= Finn Jor =

Norwegian journalist and writer (born 1929)

Finn Bartol Horgen Jor (born 20 January 1929) is a Norwegian journalist and writer.

He was born in Kristiania as a son of Sverre A. Jor (1902–1962) and Ambjørg M. Horgen (1902–1970). He graduated from the University of Oslo in 1954 with a mag.art. degree in the history of ideas, with a thesis on Søren Kierkegaard, and was hired as a journalist in Morgenposten in 1955. He left in 1961 after a rather unsuccessful editorial attempt to emphasize cultural topics in the newspaper. After two years as a research fellow in NAVF he worked at a university college in Århus. He was hired in Aftenposten in 1964, and eventually became debate editor and cultural editor.
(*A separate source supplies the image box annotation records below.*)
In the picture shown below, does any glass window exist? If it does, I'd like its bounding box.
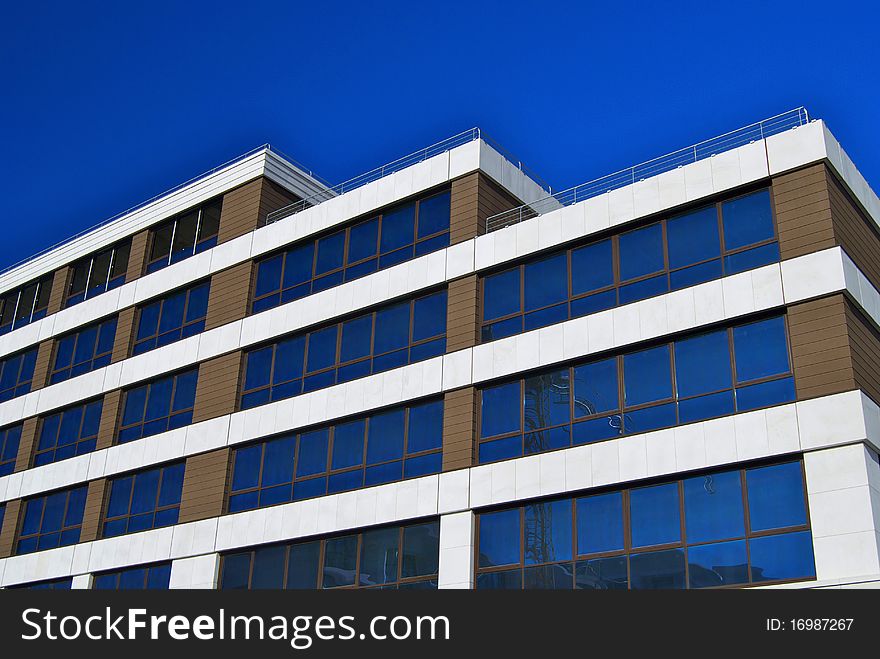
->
[104,462,184,538]
[0,275,53,334]
[34,400,103,467]
[132,281,211,355]
[49,316,116,384]
[0,348,37,402]
[64,238,131,307]
[733,316,789,382]
[746,462,807,531]
[147,197,223,273]
[251,190,450,313]
[623,345,672,407]
[0,423,21,476]
[92,562,171,590]
[118,368,199,444]
[630,483,681,547]
[16,485,88,554]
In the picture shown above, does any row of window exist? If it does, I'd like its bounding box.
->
[16,462,185,554]
[241,290,446,409]
[482,190,779,341]
[251,190,449,313]
[476,461,815,590]
[478,316,795,462]
[229,400,443,512]
[220,520,440,590]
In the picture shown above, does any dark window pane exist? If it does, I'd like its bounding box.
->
[418,192,450,238]
[721,190,773,250]
[688,540,749,588]
[630,483,681,547]
[574,358,620,418]
[749,531,816,582]
[479,508,520,567]
[623,345,672,406]
[733,316,789,382]
[524,252,568,311]
[666,206,721,268]
[483,268,520,320]
[675,330,733,398]
[523,368,571,431]
[684,471,745,543]
[577,492,623,556]
[480,382,522,437]
[571,240,614,295]
[629,549,685,590]
[618,224,663,281]
[746,462,807,532]
[523,499,572,568]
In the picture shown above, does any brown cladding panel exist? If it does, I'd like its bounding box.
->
[125,229,150,282]
[205,261,254,331]
[46,265,71,315]
[193,351,242,423]
[773,163,835,259]
[788,295,855,400]
[178,448,231,524]
[0,499,21,558]
[15,416,40,471]
[31,339,54,391]
[110,307,137,362]
[79,478,107,542]
[446,275,479,352]
[443,387,477,471]
[95,389,122,451]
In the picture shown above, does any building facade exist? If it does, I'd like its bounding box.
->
[0,110,880,589]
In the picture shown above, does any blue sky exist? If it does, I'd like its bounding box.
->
[0,0,880,267]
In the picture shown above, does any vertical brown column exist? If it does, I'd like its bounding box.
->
[125,229,150,282]
[95,389,123,451]
[79,478,107,542]
[443,387,477,471]
[217,176,298,243]
[110,307,137,362]
[31,339,54,390]
[179,448,232,524]
[446,275,479,352]
[46,265,73,315]
[193,351,242,423]
[0,499,21,558]
[15,416,40,471]
[205,261,254,330]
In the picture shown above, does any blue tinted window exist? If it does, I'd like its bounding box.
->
[623,345,672,406]
[0,423,21,476]
[104,462,184,538]
[630,483,681,547]
[479,508,520,567]
[746,462,807,532]
[618,224,664,281]
[34,400,103,467]
[16,485,88,554]
[666,206,721,268]
[733,316,789,382]
[480,382,522,437]
[571,240,614,295]
[684,471,745,542]
[721,190,773,254]
[0,348,37,402]
[675,330,733,398]
[574,359,620,417]
[576,492,623,555]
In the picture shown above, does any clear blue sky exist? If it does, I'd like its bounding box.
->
[0,0,880,267]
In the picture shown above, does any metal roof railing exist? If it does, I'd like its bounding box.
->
[486,107,810,233]
[266,127,553,224]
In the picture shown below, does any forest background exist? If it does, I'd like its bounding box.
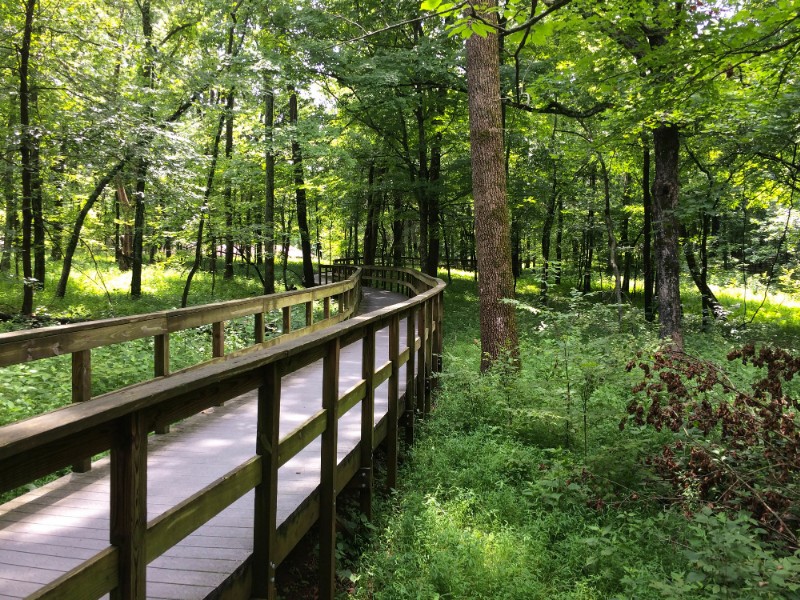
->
[0,0,800,597]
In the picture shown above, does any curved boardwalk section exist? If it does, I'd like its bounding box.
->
[0,269,442,600]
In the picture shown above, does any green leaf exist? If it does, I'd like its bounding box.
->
[420,0,442,11]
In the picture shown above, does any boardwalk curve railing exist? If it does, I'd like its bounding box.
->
[0,265,444,600]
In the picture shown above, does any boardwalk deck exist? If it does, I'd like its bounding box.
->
[0,288,406,600]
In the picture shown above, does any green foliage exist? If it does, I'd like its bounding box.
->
[348,277,800,599]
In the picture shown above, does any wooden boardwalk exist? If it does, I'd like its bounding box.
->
[0,288,406,600]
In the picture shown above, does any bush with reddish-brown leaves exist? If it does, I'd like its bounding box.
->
[620,345,800,548]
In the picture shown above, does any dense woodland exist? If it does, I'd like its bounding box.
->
[0,0,800,337]
[0,0,800,600]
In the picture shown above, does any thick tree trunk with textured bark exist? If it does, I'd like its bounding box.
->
[467,0,519,371]
[653,124,683,349]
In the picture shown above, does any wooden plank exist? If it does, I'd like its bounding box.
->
[319,338,341,600]
[26,546,119,600]
[278,408,328,467]
[359,325,375,519]
[0,422,114,492]
[110,412,147,600]
[386,313,400,490]
[251,363,281,600]
[146,456,261,563]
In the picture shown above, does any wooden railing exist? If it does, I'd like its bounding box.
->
[0,265,444,600]
[0,266,361,472]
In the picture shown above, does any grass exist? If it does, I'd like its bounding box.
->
[342,273,800,600]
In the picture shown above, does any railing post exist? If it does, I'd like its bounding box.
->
[425,300,433,414]
[253,312,267,344]
[252,363,281,600]
[281,306,292,333]
[153,333,169,435]
[386,314,400,489]
[110,412,147,600]
[433,293,444,378]
[319,338,341,600]
[405,308,417,445]
[417,302,428,415]
[359,325,375,519]
[153,333,169,377]
[211,321,225,358]
[72,350,92,473]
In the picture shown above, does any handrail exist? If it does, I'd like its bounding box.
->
[0,269,360,462]
[0,267,444,599]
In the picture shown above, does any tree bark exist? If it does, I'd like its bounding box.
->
[289,88,314,288]
[19,0,41,315]
[0,107,19,271]
[467,0,519,371]
[264,81,275,294]
[222,89,235,279]
[653,123,683,349]
[642,138,655,323]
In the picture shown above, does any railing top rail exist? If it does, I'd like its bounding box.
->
[0,274,356,366]
[0,267,445,468]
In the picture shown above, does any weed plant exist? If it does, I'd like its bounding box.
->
[349,278,800,600]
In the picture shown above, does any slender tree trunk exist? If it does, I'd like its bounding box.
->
[131,0,155,298]
[18,0,37,315]
[289,88,314,288]
[222,90,235,279]
[467,0,519,371]
[264,81,275,294]
[0,107,19,271]
[364,161,380,265]
[600,158,622,325]
[642,138,655,323]
[392,192,405,267]
[653,124,683,349]
[131,158,149,298]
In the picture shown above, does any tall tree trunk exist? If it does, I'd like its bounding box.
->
[392,191,405,267]
[131,0,155,298]
[18,0,38,315]
[364,161,379,265]
[467,0,519,371]
[653,124,683,349]
[181,114,225,308]
[264,86,275,294]
[600,158,622,325]
[642,137,655,323]
[222,89,235,279]
[289,88,314,288]
[131,158,150,298]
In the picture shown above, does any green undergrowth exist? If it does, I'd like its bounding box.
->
[342,279,800,600]
[0,257,318,426]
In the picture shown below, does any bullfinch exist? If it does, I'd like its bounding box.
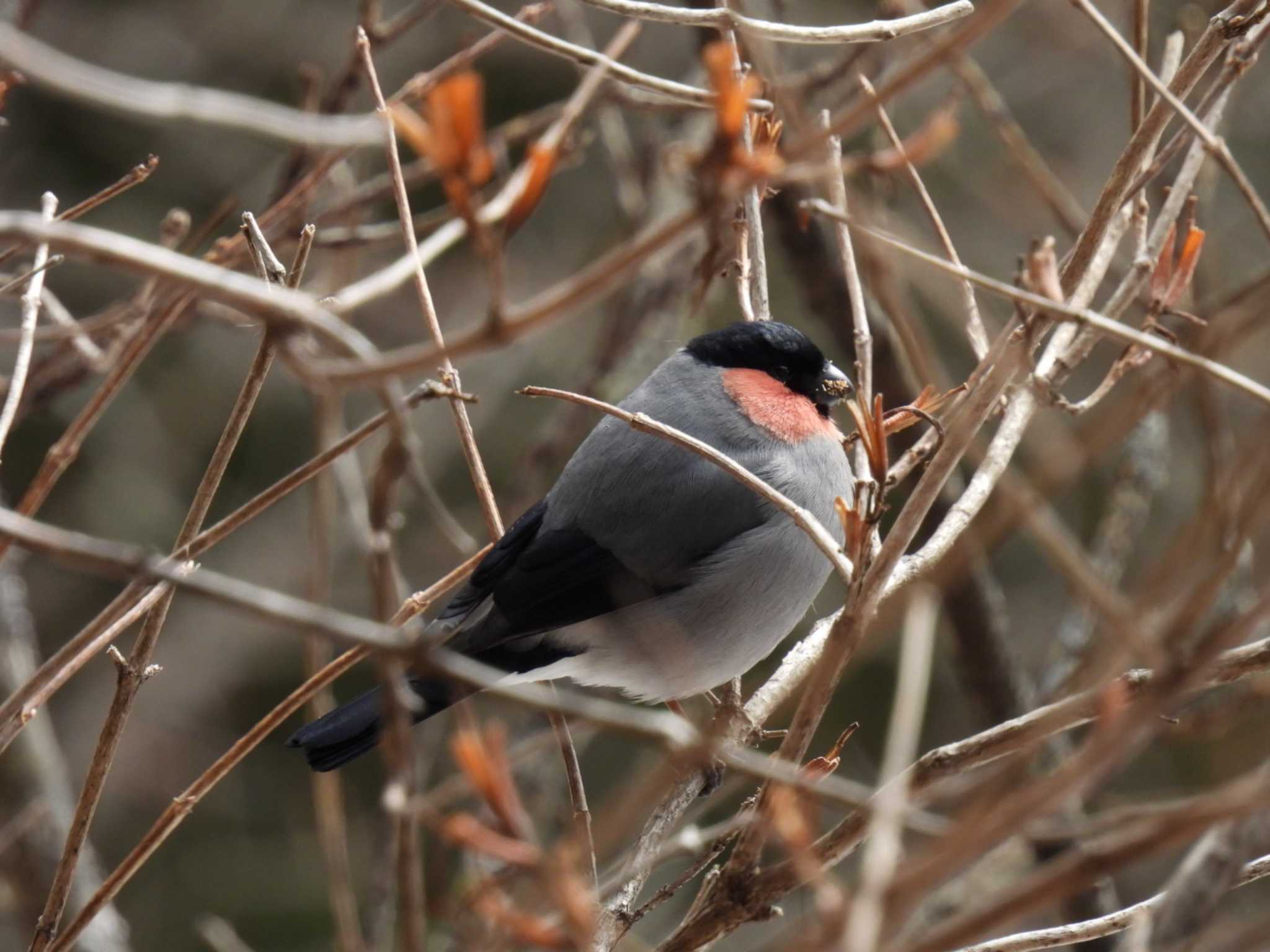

He retired in 1992. He has continued releasing books with topics ranging from the history of ideas, culture policy and cultural history to poems, essay collections and novels. Jor has been a jury member of Nordic Council's Literature Prize, has chaired Norwegian Non-Fiction Writers Association and was a co-founder of Kopinor.

He was married to Louise Vislie from 1954 to 1969, and later to Finnish citizen Eeva-Liisa Sallinen. He chaired the Norwegian-Finnish Association from 1991 to 1992, and in 1995 he was decorated as a Knight, First Class of the Order of the Lion of Finland. He lives at Bekkestua.